Microsoft Corp. today unveiled Internet Explorer 8 (IE8), and posted links to what the company called "Beta 1 for developers." Anyone, however, can download and install the preview.

"I am pleased to announce that Beta 1 for developers is available now," said Dean Hachamovitch, the IE group's general manager, in a presentation from Mix08, a Microsoft Web development conference that opened today in Las Vegas.

According to the download page published early Wednesday, IE8 Beta 1 will be available in separate versions for Windows XP, Windows Vista, Windows Server 2003 and Windows Server 2008.

Although Hachamovitch pegged Beta 1 as fit for developers, there's nothing to stop the general public from downloading and installing the browser. "This beta release is available to everyone," Microsoft's download notes read, "but is primarily for Web developers and designers to test the new tools, layout engine and programming enhancements."

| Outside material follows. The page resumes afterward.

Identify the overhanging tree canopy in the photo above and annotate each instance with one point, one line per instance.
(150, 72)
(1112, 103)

Among the new features Microsoft touted in other sections of the subsite dubbed "Internet Explorer 8 Readiness Toolkit," were tools called "WebSlices" and "Activities." The former somewhat resembles the "Web Clip" feature introduced in Apple Inc.'s Safari Mac OS X 10.5 "Leopard," and the latter appears to be a small-scale mashup tool. Both will be developer-created, not user-created.

WebSlices and Web Clip let users designate content within a page -- dynamically-updated stock prices, for example -- and then monitor changes to that content. But while Safari's Web Clip lets users create desktop widgets for easier access, IE8's WebSlices allows users to add them only to the Favorites bar or to a new row below the browser's address bar. In other words, IE8 users must still click to see the content after they're notified that changes have occurred.

Activities, meanwhile, are predesigned mashups that Microsoft and third-party sites and services will offer free of charge. A dedicated Activities page currently lists a dozen samples, ranging from one that helps users find and preview items on eBay Inc.'s auction site to another that maps addresses on Windows Live Maps.

"Activities are how developers can integrate the content of their sites with the Web," said Hachamovitch.

Other enhancements and additions to IE8 include a revamped Favorites bar, automatic crash recovery and an improved antiphishing filter. By comparison, Mozilla Corp.'s Firefox and Apple Inc.'s Safari both currently offer crash recovery of one sort or another, while Firefox also sports antiphishing protection.

Earlier this week, Microsoft's IE development team announced that IE8 would support a new "super standards" mode by default, rather than optionally, to stress Web standards over backward compatibility.

"The Web gets better when developers spend less time on interoperability [problems] and more time on innovating," said Hachamovitch. "Long term, this is the right thing to do for the Web."

Although Hachamovitch pegged Beta 1 as fit for developers -- "Please try it out," he urged the Mix08 audience at the end of his presentation -- anyone can grab it. The client-side 32-bit downloads weigh in at 14.4MB for the Windows XP version, and 11MB for the Windows Vista edition.

"We're only partway done with IE8," said Hachamovitch. "But you can see where we're focused."